We just finished training today at 11:00 and the H and H were killers. I tried to get everyone in twice on bite work. Andy was able to get two tracks in as well. Delaware weather is rough!


----------



## Mo Earle (Mar 1, 2008)

we trained this a.m. in South Fla....HOT! started at 9 ended about 1p.m....all dogs went through an obedience/agility routine first, followed by bite work...each dog went two tiimes, got between 3 and 5 bites each time.....one being a short escort/escape session, down field bite and ending it with the last bite...dog... only ...swimming across the pond to get the bite.


----------



## Howard Gaines III (Dec 26, 2007)

Mo Earle said:


> we trained this a.m. in South Fla....HOT! started at 9 ended about 1p.m....all dogs went through an obedience/agility routine first, followed by bite work...each dog went two tiimes, got between 3 and 5 bites each time.....one being a short escort/escape session, down field bite and ending it with the last bite...dog... only ...swimming across the pond to get the bite.


MO! Swimming in South Fla.? What are you folks trying to do with your dogs, make them **********?:-$ 
"Bad Fluffy, didn't train with dedication, here fetch the tennis ball." "Hey has anyone see my dog?" Nice trick kid!


----------



## Chris Michalek (Feb 13, 2008)

in AZ it's definitely better to train in the morning vs the eve... yeah yeah dry heat you say? Not in the summer when we have monsoons. This time of year the lows are in the upper 80s-low 90s and it can be over 100F at 10pm.

Depending on what were working on we try to get two bite sessions in per training session. Then again we only have 3-4 people that train together. We're not a club...eff the clubs I say LOL


----------



## jay lyda (Apr 10, 2006)

Yes Howard, we train in the evenings and here lately early weekend mornings.


----------



## Phil Dodson (Apr 4, 2006)

> Here in LA (lower Al.), I require my teams to train 99% of the time during darkness as this is the time we work. I do just enough bitework scenarios to keep them proficient. 

> I do nothing but scent work with my teams to ensure they are able to perform searches during the summer and early fall when temps and humidity here are at it's worst.


----------



## Mo Earle (Mar 1, 2008)

_"O! Swimming in South Fla.? What are you folks trying to do with your dogs, make them **********?

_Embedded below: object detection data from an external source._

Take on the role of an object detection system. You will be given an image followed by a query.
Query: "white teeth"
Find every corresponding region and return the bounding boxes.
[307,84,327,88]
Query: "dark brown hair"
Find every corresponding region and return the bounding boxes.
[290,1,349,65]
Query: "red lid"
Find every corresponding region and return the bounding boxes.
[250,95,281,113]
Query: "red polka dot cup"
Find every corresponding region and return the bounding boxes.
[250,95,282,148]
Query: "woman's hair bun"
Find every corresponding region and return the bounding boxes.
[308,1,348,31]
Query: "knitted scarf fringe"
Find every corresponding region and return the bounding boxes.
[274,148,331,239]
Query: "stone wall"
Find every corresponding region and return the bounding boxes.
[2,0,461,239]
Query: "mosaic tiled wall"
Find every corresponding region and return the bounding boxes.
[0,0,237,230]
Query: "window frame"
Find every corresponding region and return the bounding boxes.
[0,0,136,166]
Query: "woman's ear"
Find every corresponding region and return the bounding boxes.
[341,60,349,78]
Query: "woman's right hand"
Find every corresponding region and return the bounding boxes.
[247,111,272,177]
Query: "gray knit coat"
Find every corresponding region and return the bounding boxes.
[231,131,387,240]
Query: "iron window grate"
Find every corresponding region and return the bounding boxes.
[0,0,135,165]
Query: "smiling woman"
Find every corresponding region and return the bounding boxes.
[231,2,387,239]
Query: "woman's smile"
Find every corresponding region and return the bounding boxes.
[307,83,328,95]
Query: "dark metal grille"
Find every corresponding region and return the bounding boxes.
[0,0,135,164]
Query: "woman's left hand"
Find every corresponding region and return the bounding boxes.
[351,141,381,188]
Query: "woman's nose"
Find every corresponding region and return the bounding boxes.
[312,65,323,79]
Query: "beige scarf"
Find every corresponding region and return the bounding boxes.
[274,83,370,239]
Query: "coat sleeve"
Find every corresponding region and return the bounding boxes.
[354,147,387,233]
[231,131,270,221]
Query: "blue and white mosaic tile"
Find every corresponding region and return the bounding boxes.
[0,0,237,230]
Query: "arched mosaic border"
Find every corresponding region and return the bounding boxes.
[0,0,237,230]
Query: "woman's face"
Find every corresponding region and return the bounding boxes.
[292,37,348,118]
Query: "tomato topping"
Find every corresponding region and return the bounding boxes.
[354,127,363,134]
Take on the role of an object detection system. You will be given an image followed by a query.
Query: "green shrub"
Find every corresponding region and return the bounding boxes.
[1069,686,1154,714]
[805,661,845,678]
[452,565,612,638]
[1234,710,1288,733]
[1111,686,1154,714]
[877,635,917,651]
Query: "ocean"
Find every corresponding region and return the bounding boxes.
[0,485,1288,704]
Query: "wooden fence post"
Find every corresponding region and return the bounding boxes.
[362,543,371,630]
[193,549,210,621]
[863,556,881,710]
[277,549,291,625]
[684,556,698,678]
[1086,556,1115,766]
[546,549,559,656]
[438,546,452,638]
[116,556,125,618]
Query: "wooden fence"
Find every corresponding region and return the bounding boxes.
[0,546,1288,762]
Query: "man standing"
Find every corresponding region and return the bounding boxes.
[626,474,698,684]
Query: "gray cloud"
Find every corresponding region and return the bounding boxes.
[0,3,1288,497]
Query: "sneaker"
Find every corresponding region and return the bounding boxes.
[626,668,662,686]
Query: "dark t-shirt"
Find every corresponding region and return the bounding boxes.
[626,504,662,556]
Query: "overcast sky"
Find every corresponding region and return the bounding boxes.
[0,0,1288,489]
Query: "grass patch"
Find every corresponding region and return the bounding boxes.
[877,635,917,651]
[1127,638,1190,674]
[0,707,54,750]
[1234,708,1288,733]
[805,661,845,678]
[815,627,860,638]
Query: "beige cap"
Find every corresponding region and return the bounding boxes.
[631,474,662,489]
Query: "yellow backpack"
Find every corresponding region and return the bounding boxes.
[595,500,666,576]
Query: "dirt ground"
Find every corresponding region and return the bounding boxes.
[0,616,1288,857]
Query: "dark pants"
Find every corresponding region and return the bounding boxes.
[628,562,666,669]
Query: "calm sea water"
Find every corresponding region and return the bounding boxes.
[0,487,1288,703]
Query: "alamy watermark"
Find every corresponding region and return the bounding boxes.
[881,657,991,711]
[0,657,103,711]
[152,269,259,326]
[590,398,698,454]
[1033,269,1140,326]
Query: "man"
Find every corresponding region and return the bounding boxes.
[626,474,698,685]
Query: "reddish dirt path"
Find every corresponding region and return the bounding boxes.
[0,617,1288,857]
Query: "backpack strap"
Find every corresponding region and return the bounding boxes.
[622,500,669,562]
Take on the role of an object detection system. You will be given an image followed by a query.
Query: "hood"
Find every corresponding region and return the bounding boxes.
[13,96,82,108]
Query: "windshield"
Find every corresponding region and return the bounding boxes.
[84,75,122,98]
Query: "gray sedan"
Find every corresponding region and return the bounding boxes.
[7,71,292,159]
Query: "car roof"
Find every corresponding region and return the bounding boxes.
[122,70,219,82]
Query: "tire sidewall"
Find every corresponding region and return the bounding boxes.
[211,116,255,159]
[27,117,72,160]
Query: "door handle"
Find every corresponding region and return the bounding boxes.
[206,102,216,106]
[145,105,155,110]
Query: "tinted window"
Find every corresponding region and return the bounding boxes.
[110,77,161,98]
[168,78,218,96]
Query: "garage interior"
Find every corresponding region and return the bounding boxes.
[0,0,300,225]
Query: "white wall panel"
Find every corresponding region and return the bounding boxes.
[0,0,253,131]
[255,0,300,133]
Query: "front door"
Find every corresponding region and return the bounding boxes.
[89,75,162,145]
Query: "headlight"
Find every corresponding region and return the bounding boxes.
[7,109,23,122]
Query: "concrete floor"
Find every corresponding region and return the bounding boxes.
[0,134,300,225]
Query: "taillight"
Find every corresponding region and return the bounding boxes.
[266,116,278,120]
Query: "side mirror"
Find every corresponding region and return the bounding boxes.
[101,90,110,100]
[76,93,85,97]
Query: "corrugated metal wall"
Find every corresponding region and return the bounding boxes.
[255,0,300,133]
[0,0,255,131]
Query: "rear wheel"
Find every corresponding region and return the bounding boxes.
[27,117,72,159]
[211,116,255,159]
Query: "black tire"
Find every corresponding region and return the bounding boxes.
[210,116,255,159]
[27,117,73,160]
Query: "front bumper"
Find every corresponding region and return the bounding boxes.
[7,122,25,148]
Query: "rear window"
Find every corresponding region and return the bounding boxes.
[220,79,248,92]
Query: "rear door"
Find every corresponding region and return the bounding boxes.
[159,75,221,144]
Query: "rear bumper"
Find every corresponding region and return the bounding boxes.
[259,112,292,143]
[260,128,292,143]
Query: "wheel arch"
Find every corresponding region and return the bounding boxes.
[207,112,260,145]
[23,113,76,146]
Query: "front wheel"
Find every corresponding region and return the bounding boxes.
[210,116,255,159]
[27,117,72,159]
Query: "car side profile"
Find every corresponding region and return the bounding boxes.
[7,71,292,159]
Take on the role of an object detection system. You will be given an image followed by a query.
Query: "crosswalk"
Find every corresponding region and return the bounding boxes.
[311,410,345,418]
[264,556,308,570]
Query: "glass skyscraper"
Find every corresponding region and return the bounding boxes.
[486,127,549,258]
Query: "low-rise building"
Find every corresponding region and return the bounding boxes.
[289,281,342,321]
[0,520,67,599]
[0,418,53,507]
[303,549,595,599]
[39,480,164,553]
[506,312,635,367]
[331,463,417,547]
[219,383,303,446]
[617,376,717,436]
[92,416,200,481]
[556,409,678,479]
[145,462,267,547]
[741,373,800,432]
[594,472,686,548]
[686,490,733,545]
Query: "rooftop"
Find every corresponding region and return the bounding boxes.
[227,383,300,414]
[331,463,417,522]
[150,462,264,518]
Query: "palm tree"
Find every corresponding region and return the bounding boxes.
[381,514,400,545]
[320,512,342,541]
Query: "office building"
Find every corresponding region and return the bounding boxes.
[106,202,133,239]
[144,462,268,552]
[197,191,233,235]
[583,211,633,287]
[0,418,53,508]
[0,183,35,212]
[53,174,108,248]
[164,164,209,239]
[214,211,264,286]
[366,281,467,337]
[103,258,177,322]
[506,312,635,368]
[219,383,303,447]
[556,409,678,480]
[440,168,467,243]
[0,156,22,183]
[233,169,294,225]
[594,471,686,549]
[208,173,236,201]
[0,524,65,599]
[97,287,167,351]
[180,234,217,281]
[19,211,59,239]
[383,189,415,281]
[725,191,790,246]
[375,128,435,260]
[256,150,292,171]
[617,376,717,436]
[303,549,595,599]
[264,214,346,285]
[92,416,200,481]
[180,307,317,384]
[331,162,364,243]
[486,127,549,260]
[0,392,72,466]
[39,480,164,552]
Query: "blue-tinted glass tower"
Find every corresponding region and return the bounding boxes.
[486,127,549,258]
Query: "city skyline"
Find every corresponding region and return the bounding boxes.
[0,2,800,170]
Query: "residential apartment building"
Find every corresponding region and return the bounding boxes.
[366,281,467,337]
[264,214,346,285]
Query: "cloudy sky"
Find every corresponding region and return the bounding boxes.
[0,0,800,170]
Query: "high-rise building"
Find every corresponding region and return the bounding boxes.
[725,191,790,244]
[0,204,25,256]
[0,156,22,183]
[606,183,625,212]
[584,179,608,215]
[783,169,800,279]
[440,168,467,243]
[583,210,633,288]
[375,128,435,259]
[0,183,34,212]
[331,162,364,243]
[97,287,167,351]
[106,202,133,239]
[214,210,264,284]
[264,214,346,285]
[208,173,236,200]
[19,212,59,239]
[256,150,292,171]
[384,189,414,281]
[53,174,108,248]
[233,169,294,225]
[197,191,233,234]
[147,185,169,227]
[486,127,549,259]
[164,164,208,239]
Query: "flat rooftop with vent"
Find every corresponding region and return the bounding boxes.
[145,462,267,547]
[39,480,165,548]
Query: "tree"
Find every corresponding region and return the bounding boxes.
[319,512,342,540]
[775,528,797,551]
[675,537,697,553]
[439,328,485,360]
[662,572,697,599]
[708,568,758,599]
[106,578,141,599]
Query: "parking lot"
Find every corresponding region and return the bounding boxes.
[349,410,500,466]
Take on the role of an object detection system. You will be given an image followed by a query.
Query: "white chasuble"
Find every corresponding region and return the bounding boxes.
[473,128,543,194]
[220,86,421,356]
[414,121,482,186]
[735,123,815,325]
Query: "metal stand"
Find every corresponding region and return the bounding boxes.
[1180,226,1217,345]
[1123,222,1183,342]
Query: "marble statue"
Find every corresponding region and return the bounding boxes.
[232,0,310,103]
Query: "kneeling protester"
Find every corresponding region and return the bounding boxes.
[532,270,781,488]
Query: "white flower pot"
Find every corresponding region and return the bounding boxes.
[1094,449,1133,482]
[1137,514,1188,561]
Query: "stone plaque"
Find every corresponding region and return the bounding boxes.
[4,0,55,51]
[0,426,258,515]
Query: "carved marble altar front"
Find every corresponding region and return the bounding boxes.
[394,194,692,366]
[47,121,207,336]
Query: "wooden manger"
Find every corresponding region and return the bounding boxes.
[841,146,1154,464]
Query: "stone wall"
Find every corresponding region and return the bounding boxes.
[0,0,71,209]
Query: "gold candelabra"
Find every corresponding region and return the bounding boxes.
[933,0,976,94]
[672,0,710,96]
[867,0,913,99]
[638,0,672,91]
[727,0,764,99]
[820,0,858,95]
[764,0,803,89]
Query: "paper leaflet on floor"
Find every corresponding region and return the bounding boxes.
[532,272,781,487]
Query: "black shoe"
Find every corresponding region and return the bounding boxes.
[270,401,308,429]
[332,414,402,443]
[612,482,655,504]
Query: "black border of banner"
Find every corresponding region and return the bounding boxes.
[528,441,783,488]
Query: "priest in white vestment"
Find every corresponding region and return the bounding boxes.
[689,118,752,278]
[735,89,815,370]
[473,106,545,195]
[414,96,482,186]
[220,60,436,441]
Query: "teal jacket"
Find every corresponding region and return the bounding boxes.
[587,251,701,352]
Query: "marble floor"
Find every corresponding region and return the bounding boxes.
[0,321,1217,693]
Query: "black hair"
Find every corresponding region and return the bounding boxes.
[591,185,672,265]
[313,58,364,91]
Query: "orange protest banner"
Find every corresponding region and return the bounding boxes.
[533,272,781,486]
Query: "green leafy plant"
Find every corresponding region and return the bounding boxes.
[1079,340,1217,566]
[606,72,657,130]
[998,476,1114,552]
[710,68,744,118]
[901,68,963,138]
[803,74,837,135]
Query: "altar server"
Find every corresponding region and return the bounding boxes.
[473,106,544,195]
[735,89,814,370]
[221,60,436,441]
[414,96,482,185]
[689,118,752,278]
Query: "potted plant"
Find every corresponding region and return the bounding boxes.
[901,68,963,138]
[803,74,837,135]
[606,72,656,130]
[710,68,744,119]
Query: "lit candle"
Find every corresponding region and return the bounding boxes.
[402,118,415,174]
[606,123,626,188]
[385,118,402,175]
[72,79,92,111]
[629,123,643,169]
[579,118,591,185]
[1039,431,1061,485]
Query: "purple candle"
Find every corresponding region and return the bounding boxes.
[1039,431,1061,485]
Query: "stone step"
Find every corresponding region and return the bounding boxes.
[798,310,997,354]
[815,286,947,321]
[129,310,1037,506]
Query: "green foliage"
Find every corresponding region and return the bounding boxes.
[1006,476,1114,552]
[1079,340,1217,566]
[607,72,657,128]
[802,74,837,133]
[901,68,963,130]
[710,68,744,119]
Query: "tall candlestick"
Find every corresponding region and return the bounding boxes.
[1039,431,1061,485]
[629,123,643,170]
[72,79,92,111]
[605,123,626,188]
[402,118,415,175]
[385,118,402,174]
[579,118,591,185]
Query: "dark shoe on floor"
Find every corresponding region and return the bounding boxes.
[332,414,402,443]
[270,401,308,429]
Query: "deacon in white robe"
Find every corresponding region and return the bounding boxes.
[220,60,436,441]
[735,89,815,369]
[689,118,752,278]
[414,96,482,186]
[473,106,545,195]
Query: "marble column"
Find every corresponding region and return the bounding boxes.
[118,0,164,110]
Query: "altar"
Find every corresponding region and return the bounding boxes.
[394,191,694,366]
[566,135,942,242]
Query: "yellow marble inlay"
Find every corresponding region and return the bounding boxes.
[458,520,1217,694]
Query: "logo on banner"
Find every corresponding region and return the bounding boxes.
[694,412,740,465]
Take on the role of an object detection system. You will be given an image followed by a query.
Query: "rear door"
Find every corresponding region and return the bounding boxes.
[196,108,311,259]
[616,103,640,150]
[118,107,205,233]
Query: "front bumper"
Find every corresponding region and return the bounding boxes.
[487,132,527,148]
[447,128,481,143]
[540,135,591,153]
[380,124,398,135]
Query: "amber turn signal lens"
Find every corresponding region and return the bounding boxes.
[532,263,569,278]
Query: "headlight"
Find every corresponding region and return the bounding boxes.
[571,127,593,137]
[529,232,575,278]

"Bad Fluffy, didn't train with dedication, here fetch the tennis ball." "Hey has anyone see my dog?" Nice trick kid!







"_

:lol::lol:...nah..the gators are afraid of our dogs...they go the other way!:^o:smile:
Actually the pond on our property...doesn't have any gators in it....lots of fish, but no gators-clean enough if we didn't want to use the "cement pond"...we could swim with the dogs....the local canals however..big boy gators there...could be where you send the "bad fluffys"...but don't go in after them, other wise it will be byebye bad handler. We train on Sunday a.m....welcome to come swim, I mean train with us. Mo


----------



## Howard Gaines III (Dec 26, 2007)

Mo Earle said:


> _"O! Swimming in South Fla.? What are you folks trying to do with your dogs, make them **********?
> 
> 
> 
> ...


Mo not sure how to take it...No chance you folks down there aren't trying to get rid of me with an "accidential" swim?  I was born on a day, but not yesterday. I've heard what happens to northern folks who slip down south, some never get heard from again! =; Thanks I'll pass.:grin:


----------



## Dan Long (Jan 10, 2008)

Howard Gaines III said:


> Mo not sure how to take it...No chance you folks down there aren't trying to get rid of me with an "accidential" swim?  I was born on a day, but not yesterday. I've heard what happens to northern folks who slip down south, some never get heard from again! =; Thanks I'll pass.:grin:


Cue "Deliverance" music!!!


----------



## Mo Earle (Mar 1, 2008)

Howard...:lol::lol::lol::lol:....I guess it does sound like that....!! not meant to though.....


----------